ERK has been shown to promote adipogenesis in various in vitro models [11, 48, 49], as well as in embryonic stem cells committed to adipocyte lineage [27]. It has also been reported that ERK1 knockout mice are resistant to diet-induced obesity [50]. Inhibition of ERK activity, using potent MEK inhibitors U0126 and PD98059, likewise impedes adipocyte differentiation [27, 51]. Recent studies also demonstrated that using chemicals that target the ERK signaling pathway effectively ameliorated obesity and IR by reversing WAT dysfunction and hypertrophy. In our current study, we likewise show that Crabp1 dampens ERK activation and its downstream signaling, leading to reduced adipogenesis and adipocyte hypertrophy. Accordingly, we’ve diagrammed a proposed physiological pathway for Crabp1’s negative modulation of RA- and ERK-dependent adipogenesis and hypertrophy (Fig. 4). In this model, Crabp1 would employ its classically proposed (canonical) activity, which is to limit RA availability. This would reduce ERK1/2 signaling and subsequent adipocyte hypertrophy.

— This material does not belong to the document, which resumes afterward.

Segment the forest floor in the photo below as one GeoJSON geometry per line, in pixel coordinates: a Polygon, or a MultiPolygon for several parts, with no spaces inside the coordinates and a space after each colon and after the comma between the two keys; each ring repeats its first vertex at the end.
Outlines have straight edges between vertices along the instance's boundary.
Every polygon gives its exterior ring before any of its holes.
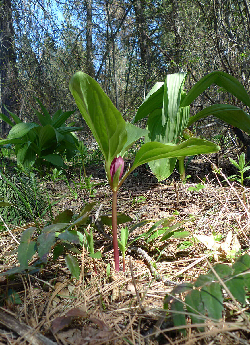
{"type": "MultiPolygon", "coordinates": [[[[156,183],[152,173],[141,167],[137,176],[132,174],[127,179],[118,193],[117,211],[133,219],[128,225],[146,219],[155,223],[171,217],[176,230],[191,234],[182,238],[175,235],[175,230],[164,242],[160,236],[148,243],[142,238],[133,244],[156,262],[157,274],[145,258],[132,250],[126,255],[125,272],[117,274],[111,268],[108,277],[112,246],[95,231],[95,245],[102,253],[101,258],[95,260],[97,275],[92,259],[84,251],[78,256],[81,268],[79,280],[72,278],[62,256],[53,261],[52,254],[49,255],[48,265],[36,274],[0,277],[0,294],[4,295],[11,288],[18,299],[18,303],[13,298],[2,300],[0,344],[249,344],[249,323],[246,325],[241,322],[242,310],[229,298],[224,303],[223,319],[216,323],[208,319],[202,331],[188,318],[186,336],[177,332],[170,315],[164,311],[164,298],[174,287],[171,281],[177,284],[193,282],[217,262],[231,264],[235,259],[230,256],[232,246],[242,252],[249,250],[249,190],[247,188],[246,207],[241,188],[226,182],[221,184],[204,158],[194,160],[188,169],[191,182],[180,183],[174,173],[171,180],[156,183]],[[206,176],[205,187],[198,191],[197,185],[202,183],[196,175],[206,176]],[[187,221],[182,222],[184,220],[187,221]],[[204,237],[199,243],[190,242],[195,235],[204,237]],[[216,250],[212,248],[215,239],[220,244],[216,250]]],[[[52,209],[55,216],[68,209],[79,213],[83,206],[81,198],[87,202],[96,201],[96,210],[103,204],[102,213],[111,212],[112,193],[103,167],[92,167],[86,172],[87,176],[93,174],[91,181],[100,184],[95,187],[94,198],[90,198],[86,189],[79,189],[75,199],[64,181],[56,182],[52,194],[51,183],[47,183],[52,202],[58,201],[52,209]]],[[[129,238],[147,231],[153,224],[137,227],[129,238]]],[[[11,231],[20,240],[23,229],[33,225],[12,228],[11,231]]],[[[13,255],[17,248],[8,231],[0,232],[0,271],[18,265],[17,255],[13,255]]],[[[36,259],[33,257],[32,262],[36,259]]],[[[122,257],[120,263],[122,266],[122,257]]]]}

With this model, we suggest that Crabp1 may also provide a potential therapeutic target in managing obesity or related metabolic diseases, although future physiological studies will be needed to elucidate such potential.

Fig. 4.

Proposed mechanism of the suppressive effects of Crabp1 in adipogenesis and adipocyte hypertrophy.

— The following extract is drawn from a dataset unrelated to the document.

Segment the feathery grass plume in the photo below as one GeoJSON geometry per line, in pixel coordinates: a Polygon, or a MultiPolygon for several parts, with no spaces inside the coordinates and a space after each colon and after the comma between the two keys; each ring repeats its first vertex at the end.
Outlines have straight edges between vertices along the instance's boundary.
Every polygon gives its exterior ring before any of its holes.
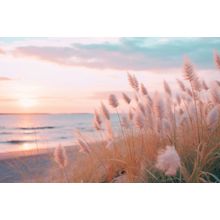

Pharmacological concentrations of RA (high conc.) inhibit adipocyte adipogenesis through β-catenin pathway to dampen CEBPβ activities. On the other hand, physiological concentrations of RA (low conc.) activate ERK1/2 signaling, promoting CEBPβ activities to trigger adipocyte adipogenesis and hypertrophy. Crabp1 binds RA to reduce free RA availability, thereby dampening ERK1/2 activation and leading to decreased adipogenic signaling. Deleting Crabp1 in CKO would increase RA available to tissues, resulting in enhanced ERK1/2 signaling and its downstream adipogenic signaling. This increases animals’ vulnerability to diet-induced obesity. According to this model, Crabp1 protects mice from developing obesity by reducing the adipogenesis and adipocyte hypertrophy.